Incomplete fasciotomies can create a need for a revision fasciotomy either to extend the fascial opening or open a missed compartment. Compartments are most commonly overlooked when the anatomy is highly distorted, such as in cases of high-energy trauma or patients with previous surgery and scarring. In these patients, the associated mortality is increased by 4 times.
Also, patients who underwent a delayed fasciotomy have twice the amputation rate and 3 times the mortality. In some cases, even with timely fasciotomies, the affected limb may not regain normal functionality and may result in an amputation.
Wound Complications are as follows:
- Need for skin grafting
- Scaring
- Tendon tethering
- Muscle herniation
- Recurrent ulceration
- Swollen limbs
- Discolored wounds
- Pruritus
- Dry, scaly skin
- Altered sensation
Clinical Significance
Early recognition and subsequent treatment of compartment syndrome with fasciotomies cause a significant decrease in poor functional outcomes, the need for amputation, and the risk of death. Additionally, the medico-legal burden of delayed fasciotomies is high. The time from symptom onset to fasciotomy is directly linked to an increasing payout in medical negligence claims. Fasciotomy performed early is associated with a successful defense of medico-legal action.

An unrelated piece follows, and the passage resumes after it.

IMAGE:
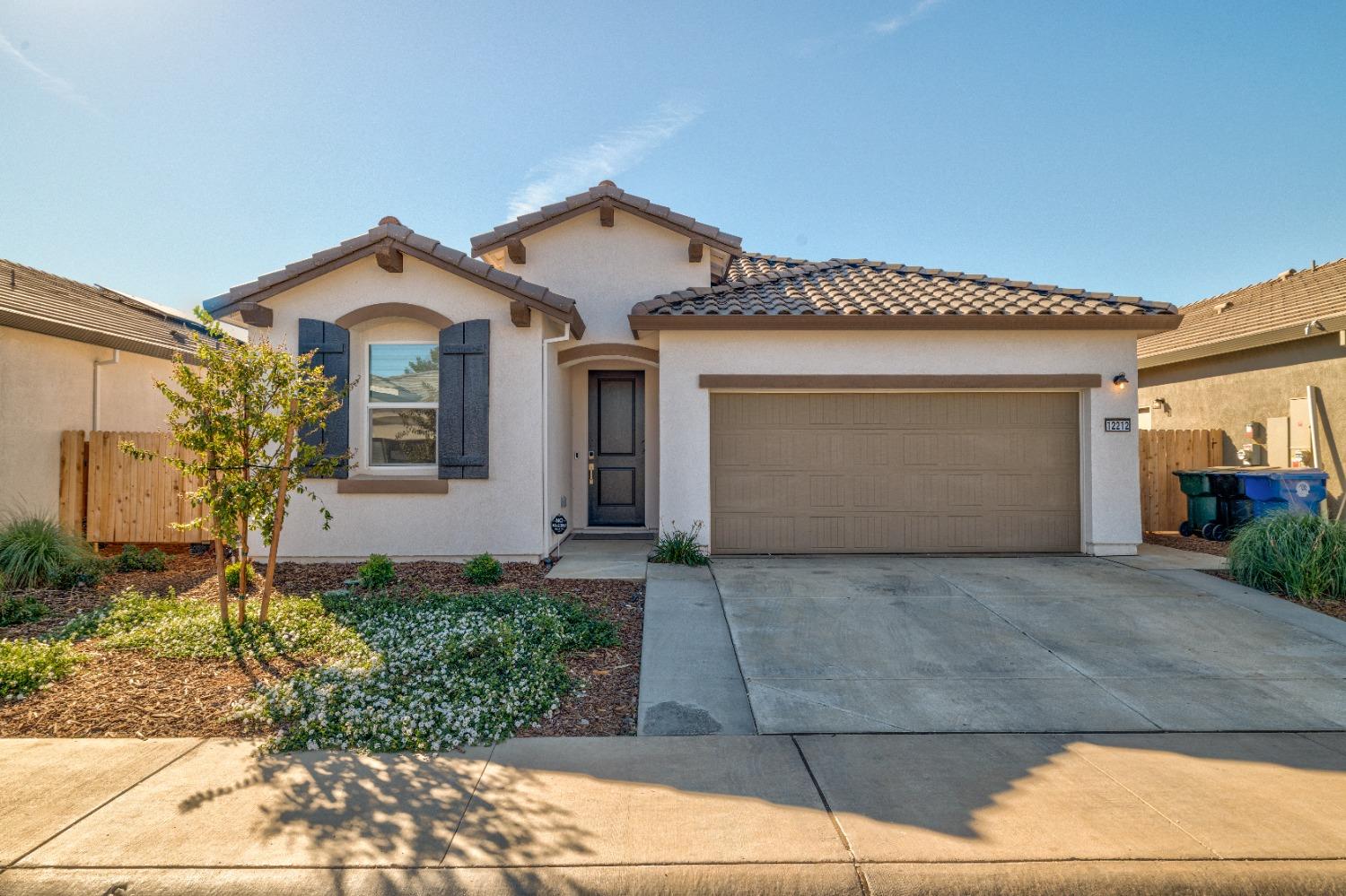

Enhancing Healthcare Team Outcomes
Early recognition of compartment syndrome is best detected by those professionals who have regular contact with the patients in the hospital. The hospital staff, typically attending physicians and nursing staff, has the most contact time with patients and is in the best position to detect increasing symptom severity. These staff members need the most training in recognizing compartment syndrome and need to exercise a high index of suspicion. The ability to escalate the situation in a timely fashion to a senior physician who can initiate early aggressive treatment with fasciotomy is crucial. Therefore, department management is responsible for ensuring all healthcare team members have adequate training in recognizing the symptoms, familiarity with pressure measuring equipment, and can escalate the situation appropriately and promptly. Implementing an inter-professional approach provides the best method for early detection to provide the best patient outcomes.